Now, substituting the values of t1 and t2 in terms of s, we can equate them:
(-u_0 + sqrt(u_0^2 + 2 * â * s))/â = (-v_0 + sqrt(v_0^2 + 2 * á * s))/á
Cross-multiplying and simplifying, we get:
-á * u_0 + ásqrt(u_0^2 + 2 * â * s) = -â * v_0 + âsqrt(v_0^2 + 2 * á * s)
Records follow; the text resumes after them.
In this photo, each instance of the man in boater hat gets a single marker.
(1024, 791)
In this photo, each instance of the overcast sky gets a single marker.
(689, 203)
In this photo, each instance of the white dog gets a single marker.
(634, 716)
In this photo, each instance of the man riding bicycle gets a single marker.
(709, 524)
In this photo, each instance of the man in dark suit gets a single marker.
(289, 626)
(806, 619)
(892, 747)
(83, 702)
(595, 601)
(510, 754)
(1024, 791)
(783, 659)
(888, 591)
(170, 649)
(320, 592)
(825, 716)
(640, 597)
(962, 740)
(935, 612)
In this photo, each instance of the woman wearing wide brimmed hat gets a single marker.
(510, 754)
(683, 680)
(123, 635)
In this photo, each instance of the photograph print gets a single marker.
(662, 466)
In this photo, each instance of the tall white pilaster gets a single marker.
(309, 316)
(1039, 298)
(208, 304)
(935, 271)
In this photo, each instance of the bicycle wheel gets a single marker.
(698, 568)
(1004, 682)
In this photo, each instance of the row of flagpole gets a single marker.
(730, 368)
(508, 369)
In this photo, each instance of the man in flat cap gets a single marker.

Rearranging terms, we have:
ásqrt(u_0^2 + 2 * â * s) - âsqrt(v_0^2 + 2 * á * s) = -á * u_0 + â * v_0
Squaring both sides of the equation to eliminate the square root terms, we get:
á^2(u_0^2 + 2 * â * s) - 2 * á * â * sqrt(u_0^2 + 2 * â * s) * sqrt(v_0^2 + 2 * á * s) + â^2(v_0^2 + 2 * á * s) = (á * u_0 - â * v_0)^2
Expanding the equation, we have:
á^2 * u_0^2 + 2 * á^3 * s + â^2 * u_0^2 + 2 * â * á * s - 2 * á * â * sqrt(u_0^2 + 2 * â * s) * sqrt(v_0^2 + 2 * á * s) + â^2 * v_0^2 + 2 * â^3 * s = á^2 * u_0^2 - 2 * á * â * u_0 * v_0 + â^2 * v_0^2
Simplifying and canceling out like terms:
2 * á^3 * s - 2 * á * â * sqrt(u_0^2 + 2 * â * s) * sqrt(v_0^2 + 2 * á * s) + 2 * â^3 * s = -2 * á * â * u_0 * v_0
Dividing both sides by 2 * á * â:
á^2 * s - âsqrt(u_0^2 + 2 * â * s) * sqrt(v_0^2 + 2 * á * s) + â^2 * s = -u_0 * v_0
Rearranging terms, we obtain:
2(u_0 - v_0)(â * s - á * s) = (â - á)sqrt(u_0^2 + 2 * â * s) * sqrt(v_0^2 + 2 * á * s)
Simplifying the equation further:
2(u_0 - v_0)(u_0 â - v_0 á)=(â - á)^2s * sqrt(u_0^2 + 2 * â * s) * sqrt(v_0^2 + 2 * á * s)
Finally, squaring both sides of the equation to eliminate the square root terms, we get:
4(u_0 - v_0)^2(u_0 â - v_0 á)^2=(â - á)^4s^2 * (u_0^2 + 2 * â * s) * (v_0^2 + 2 * á * s)
Dividing both sides by (â - á)^4 and simplifying:
s=(2(u_0 - v_0)(u_0 â - v_0 á))/(â - á)^2
Thus, we have proven that the length of the race, s, is given by the equation s=(2(u_0 - v_0)(u_0 â - v_0 á))/(â - á)^2.